V. Glenn Fueston Jr., left, presents Calvert County State’s Attorney Laura Martin, right, with a state proclamation.
Chesapeake Beach, MD – A small booklet listed the name of 937 individuals, all deceased due to the actions of someone else. Pictures of some of those victims were displayed on a violet-clothed table decorated with white candles. April 8 through 14 is 2018 National Crime Victims’ Rights Week (NCVRW). On Sunday, April 8, residents from the four counties—Calvert, Charles, St. Mary’s and Prince George’s—comprising Maryland’s Southern Region were invited to the Maryland Statewide Memorial Services for crime victims and their families. Calvert was the host county for the Southern Region this year and the Calvert County State’s Attorney’s Office was the hosting agency. The brief, moving ceremony was held at the North Beach Volunteer Fire Department. This was the 29th year the ceremony has been held and this year’s them was “Expand the Circle: Reach All Victims.”
Greeting the attendees was Calvert County’s outgoing State’s Attorney Laura Martin, who will be retiring when her current term expires later this year. During her introductions, Martin hailed the presence of Roberta Roper, a state champion for victim’s rights. Roper took up the crusade to get Maryland’s court system to weigh the wishes and feelings of crime victims’ families when rendering sentences for the perpetrators of violent crimes after her own daughter, Stephanie, was brutally murdered by two men in Southern Prince George’s County in early April of 1982. The Roper family was not allowed to observe the trials of Stephanie’s killers nor submit a victim impact statement at the sentencings. Robert Roper and her late husband Vincent started to Stephanie Roper Committee and Foundation Inc., which is now known as the Maryland Crime Victims’ Resource Center Inc. The Ropers were part of a nationwide effort eventually to pass the Crime Victim Rights Act.
“Education is a powerful tool,” Roberta Roper told TheBayNet.com when explaining the daunting task of aiding devastated family members in dealing with a court system that tends to prioritize the accused rather than the innocent. “They [victims’ family members] are probably still fragile.”
The keynote speaker for the April 8 event told her story of dealing with the horrific details of losing a teenage girl from whom she was guardian. The victim was only a few days away from turning 15 when she was savagely attacked and murdered in her bedroom. The speaker, who did not want her name printed in a news story, told the gathering, “I feel the pain. I was raising a young woman I loved more than life itself. You are the survivor in a horrific event.” The speaker reminded attendees that they now have a voice in the legal system. As for coping after the tragedy, she said, “you need to find a new normal. You will never be the same. You will never be whole again. You never get over it. With them in your heart it helps to start the healing process.”

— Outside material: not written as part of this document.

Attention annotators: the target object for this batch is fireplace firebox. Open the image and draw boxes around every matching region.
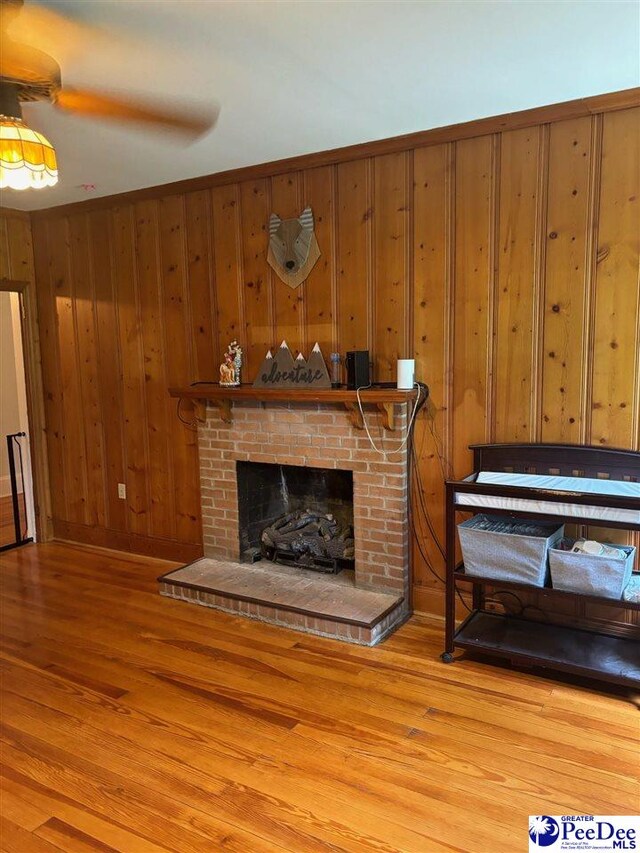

The Maryland Governor’s Office of Crime Control and Prevention Executive Director V. Glenn Fueston Jr. presented Martin with a state proclamation declaring it Crime Victims’ Rights Week. Devotional music was performed by Voices of Praise. Students from Julie Rogers Studio of Dance performed interpretive dances.
Also contributing to the ceremony were the Calvert High School Naval Junior Reserve Officers Training Corps Honor Guard, Hall of Fame Entertainment, Floral Expressions, Top Hat Party Rental and Roland’s Market.
Family and friends of crime victims stated the names of those they had lost and recited responsive readings in remembrance. “Pain that is shared is a little easier to bear,” said Martin, who added she hoped someday the violence would cease and the annual ceremony would be “an empty room.”